Wednesday, August 22, 2012

NFRW Political Briefing

Florida's Election Laws Draw Lawsuits Across the State
Lawsuits are being filed across the state of Florida regarding who will be eligible to vote in the upcoming presidential election--and when, how, and where. The August 20th edition of the Washington Post referred to a law passed in Florida in 2011 that "imposes more than 75 changes," in election practices including restrictions on who can register voters and limits on the time allowed for early voting. Supporters of the measure believe it creates a more reliable system that combats voter fraud. Opponents, including every Democratic lawmaker, claim the law is a bipartisan ploy to suppress voters who traditionally favor Democrats.

One portion of the new law reduced the number of days that Florida's 67 counties may offer early voting from 14 days to eight days. It also continued to allow that Sundays be offered for early voting with the exception that the Sunday before the election could not be available for early voting. Many African Americans in Florida object strenuously to cancelling voting on the Sunday two days before the election because traditionally, that's their big day to get out the vote after church services. The Washington Post observed that "on the Sunday before the election, church vans and church members" ferried those without transportation to early voting stations. In the 2008 presidential election, on the Sunday prior to that election, 43 percent of the early votes cast that day came from African Americans even though they make up only 28 percent of the country's electorate.

Obama Attacks Ryan on Pell Grants Despite Creating a "Funding Cliff" With the Program
After spending last week attacking Representative Ryan for the Medicare revisions in his House-passed budget, President Obama traveled to Capital University in Columbus, Ohio, and Truckee Meadows Community College in Reno, Nevada, today to attack Ryan on his education policy in the budget. A radio ad the Obama campaign is currently running in New Hampshire claims that 21,000 collegiates in that state alone would have their Pell Grants cut by $800 in the Ryan budget. As the Associated Press reports, "those estimates assume the cuts in Ryan's budget are applied evenly across all programs starting in 2014--something Ryan aides say would not happen.

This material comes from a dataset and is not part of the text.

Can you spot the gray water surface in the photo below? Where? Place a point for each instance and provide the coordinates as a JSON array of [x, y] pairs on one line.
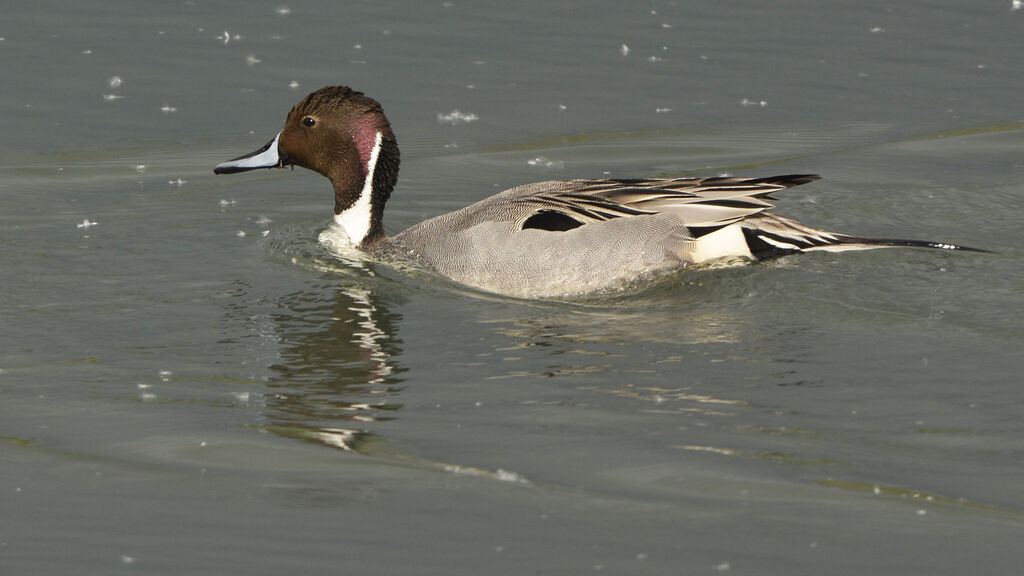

His budget does not directly address Pell Grant funding, and his aides say the cuts would not take a one-size-fits all approach."

As Ryan himself has pointed out, financial aid is driving up the cost of going to college when it is supposed to have the opposite effect: "college costs have risen at twice the rate of inflation for about thirty years and economists have pointed out that these rapid increases would have been constrained if the federal government had not stepped in so often to subsidize rising tuitions." On Pell Grants, Ryan states that spending on the program has doubled since 2008, with Obama increasing the maximum Pell Grant by more than $900 while advocating for another increase next year.

However, these increases will apply only through the 2014-2015 school year, "creating a 'funding cliff' that puts the program at risk of breaking its promises to students" which "could force sudden, deep cuts in Pell Grant support to eligible students or necessitate cuts to other education programs to prop up this out of control spending." Because Ryan's House-passed budget actually cuts spending, it can ensure that the maximum Pell Grant award is kept for the next 10 years--unlike Obama's promise.

Obama's Regulations Choke Manufacturers
The Washington Post, referring to a report by an industry group released yesterday, has pointed out that "the average number of major federal regulations--those expected to have an economic impact in excess of $100,000--that have been finalized each year has risen with each recent administration. Under President Clinton it was 27 per year. It now stands at 44 per year between 2009 and 2011 under President Obama.

The Post goes on to say that the report makes clear the increasing number of regulations has harmed the manufacturing sector's production. All aspects of the manufacturing sector's production are impacted negatively by the myriad of regulations. For example, the report shows that the regulatory burden on manufacturers has more than doubled over ten years, growing from about $80 billion in 2001 to more than $164 billion in 2011.

Mitt Romney, according to the Post, has called such regulation a 'hidden tax' and says that "the economy has been harmed by the whims of the unaccountable bureaucrats pursuing their own agenda."

What Needs to Be Taken from Last Week's Fight over Medicare
The President and the Republican presidential candidates traveled the country last week propelling the debate about Medicare. Two facts should stand out from the fray:
President Obama's health care law raided $716 billion from the Medicare trust fund; and
Obama's health care law puts in place a board of 15 unelected bureaucrats and gives them the power to make additional cuts to Medicare without even having to get approval from Congress.